Problem Location: EWR1

Problem Description: Customer servers intermittently inaccessible

Outage Details

Sequence of Events

On Tuesday, 05/28/2019, at approximately 10:26 UTC customers with servers in a single rack (a04.ewr1) in our EWR1 location were experiencing intermittent loss to their servers. Engineers identified the issue as a combination of failed hardware and a software bug. Once a software patch was applied and the failed hardware was replaced, all customer services were restored.

Root Cause

Customers in a single rack and off of a specific highly available switch (esr1.a04.ewr1) were impactacted by what was determined to be two issues. The first to be discovered was a flapping main uplink caused by a faulty optic. The optic in question began taking errors and flapping which resulted in unstable routing. This failure then exposed a bug in the switch operating system. Engineers applied a software patch to correct the bug and physically replaced the faulty optic. Once this was completed, service was restored to normal.

Customer Impact

All servers hosted in this rack had intermittent connectivity for 1 hour and 20 minutes.

Timeline

All times are in UTC.

10:26: Incident was opened to track case as reported by internal monitoring and customer feedback, initial troubleshooting begun by Packet Cloud Ops team.

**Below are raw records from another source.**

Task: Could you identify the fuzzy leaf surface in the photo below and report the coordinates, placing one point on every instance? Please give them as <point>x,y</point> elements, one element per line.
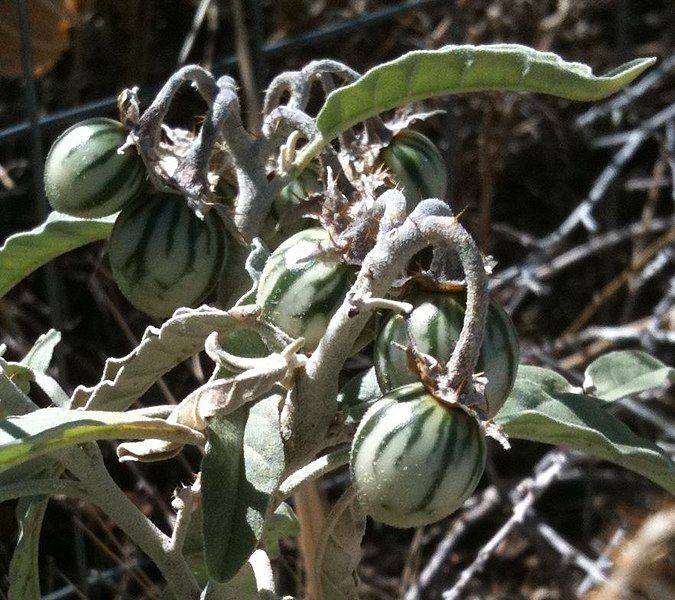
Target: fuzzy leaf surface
<point>24,252</point>
<point>28,436</point>
<point>126,379</point>
<point>548,414</point>
<point>339,551</point>
<point>243,463</point>
<point>626,372</point>
<point>457,69</point>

11:08: Situation was escalated to Packet Network Engineering team due to severity and customer impact.

11:23: Networking Engineers determine cause of issue to be faulty optic in switch and software bug on switch

11:47: Software patch applied to switch operating system

12:01: Faulty optic removed from available routing paths and customer connectivity restored and normalized

14:47: Faulty optic replaced along with remote side restoring full redundancy

Posted Jun 04, 2019 - 01:32 UTC

Resolved
This incident has been resolved.
Posted May 28, 2019 - 20:15 UTC
Update
We continue to monitor for any further issues. If you encounter an issue, please email supoort@packet.com
Posted May 28, 2019 - 15:57 UTC
Monitoring
A fix has been implemented and we are monitoring the results.
Posted May 28, 2019 - 12:10 UTC
Investigating
We are investigating the cause of a partial network outage experienced in our EWR1 facility isolated to one of our switches. Please reach out to support@packet.com with any questions.
Posted May 28, 2019 - 10:32 UTC
This incident affected: Equinix Metal Network.